“Not to you. Not to me. But to him?” Eleanor sighed. “To him, it wasn’t about the cabin. It was about the insult. You dared to keep something for yourself, something he felt he was entitled to. You dared not to trust him completely. And that was something he could not forgive.”
Susan was silent, thinking about her words. They held a terrible logic. She remembered the look on Mark’s face every time she mentioned the cabin was in her name. How he’d said through clenched teeth, “Do what you want. It’s your money.” The sheer hatred in his eyes in those moments. She had thought it was just hurt pride. It turned out to be the rage of a proprietor who’d had something he considered his taken from him.
“What do I do now?” she asked. “How do I move on? I have nothing left. My whole life was a lie.”
Eleanor took her hands.
“That’s not true, dear. You have the most important thing left—yourself. You’re alive and well. And you have so many years ahead of you, so many possibilities. Yes, it will be hard. Yes, you’ll have to start over. But you will get through this. I see a strength in you, a real strength. You just forgot about it over the last twenty years, but it never went away.”
Susan managed a weak smile.
“You really think so?”
“I know so. Forty years in surgery, remember? I learned to see who gives up and who fights. You’re a fighter.”
That night, for the first time in a long time, Susan slept soundly. Maybe it was exhaustion, or the herbal tea Eleanor had made her before bed. Or maybe it was simply being near someone who wished her no harm. For the first time in months, she felt safe.
A phone call woke her in the morning. It was the detective, informing her that Mark had given a full confession. He told them everything: how he’d planned the crash, researched the brake system, chosen the day and the route. How he was going to get off at the fourth stop and wait in a safe place for news of the disaster. How he’d planted the evidence in his wife’s bag to direct suspicion toward her if anything went wrong.

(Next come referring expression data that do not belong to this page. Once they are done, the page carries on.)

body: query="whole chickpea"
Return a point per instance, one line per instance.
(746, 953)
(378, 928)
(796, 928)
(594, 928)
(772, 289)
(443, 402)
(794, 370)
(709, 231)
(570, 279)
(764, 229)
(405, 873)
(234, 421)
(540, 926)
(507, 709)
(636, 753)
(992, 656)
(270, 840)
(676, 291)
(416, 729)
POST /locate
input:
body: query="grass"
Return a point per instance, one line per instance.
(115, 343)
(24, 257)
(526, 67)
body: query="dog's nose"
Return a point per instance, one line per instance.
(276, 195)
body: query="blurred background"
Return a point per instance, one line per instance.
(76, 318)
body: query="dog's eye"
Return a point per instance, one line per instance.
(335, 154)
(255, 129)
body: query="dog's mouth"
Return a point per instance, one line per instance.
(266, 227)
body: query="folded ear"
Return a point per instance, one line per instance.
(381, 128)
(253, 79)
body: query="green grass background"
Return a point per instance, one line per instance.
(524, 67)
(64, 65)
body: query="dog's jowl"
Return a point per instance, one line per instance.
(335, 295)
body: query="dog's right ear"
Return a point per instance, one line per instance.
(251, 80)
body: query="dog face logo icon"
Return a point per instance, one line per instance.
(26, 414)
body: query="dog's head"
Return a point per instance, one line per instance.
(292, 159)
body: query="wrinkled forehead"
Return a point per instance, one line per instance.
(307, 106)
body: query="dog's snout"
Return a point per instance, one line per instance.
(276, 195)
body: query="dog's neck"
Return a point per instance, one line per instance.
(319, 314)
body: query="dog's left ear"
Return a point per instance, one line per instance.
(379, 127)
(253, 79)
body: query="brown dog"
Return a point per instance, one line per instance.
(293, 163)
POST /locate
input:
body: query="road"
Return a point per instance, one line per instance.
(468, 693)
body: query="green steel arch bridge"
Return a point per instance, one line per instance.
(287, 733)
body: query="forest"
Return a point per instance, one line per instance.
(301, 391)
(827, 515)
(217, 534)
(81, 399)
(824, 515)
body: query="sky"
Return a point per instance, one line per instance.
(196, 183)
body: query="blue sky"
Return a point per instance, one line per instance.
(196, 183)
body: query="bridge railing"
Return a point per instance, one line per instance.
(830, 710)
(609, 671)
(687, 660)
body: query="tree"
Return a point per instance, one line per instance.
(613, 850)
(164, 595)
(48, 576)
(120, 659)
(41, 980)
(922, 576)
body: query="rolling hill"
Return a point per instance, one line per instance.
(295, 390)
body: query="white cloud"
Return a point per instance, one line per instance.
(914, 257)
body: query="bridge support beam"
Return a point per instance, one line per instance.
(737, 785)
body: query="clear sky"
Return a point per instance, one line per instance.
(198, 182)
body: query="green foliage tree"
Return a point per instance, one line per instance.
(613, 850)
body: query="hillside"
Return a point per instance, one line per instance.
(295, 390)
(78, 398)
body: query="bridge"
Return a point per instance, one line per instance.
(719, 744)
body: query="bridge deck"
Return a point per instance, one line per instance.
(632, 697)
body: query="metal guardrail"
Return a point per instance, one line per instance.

“He claims he didn’t want to kill the other passengers,” the detective’s voice was dry and professional. “He says he was only thinking of you. That the others were just… collateral damage.”
Susan felt sick. “Collateral damage.” Twenty-five people—the young mother and her child, the old man with the cane, the workers in their jackets—they were all just collateral damage to Mark. Insignificant, disposable, random victims of his plan.
“What will happen to him?” she asked, though she barely cared.
“Attempted murder of two or more persons by a method dangerous to the public. He’s looking at fifteen years to life. Given his full confession and the fact that no one was ultimately harmed, he’ll likely get fifteen to twenty.”
Fifteen to twenty years. Susan tried to imagine that span of time. She was forty-five now. When he got out, if he got out, she’d be in her sixties. A lifetime.
“We’ll need you to come in one more time,” the detective continued. “For some follow-up questions and to identify some items. Also, you can file for divorce. Given the circumstances, it will be an expedited process.”
Divorce. Of course. She had to get a divorce. She had to sever all ties with the man who wanted to kill her. It was so obvious, so logical, yet the word itself—”divorce”—sounded strange, unreal. Twenty years of marriage, ending just like that, with a single word.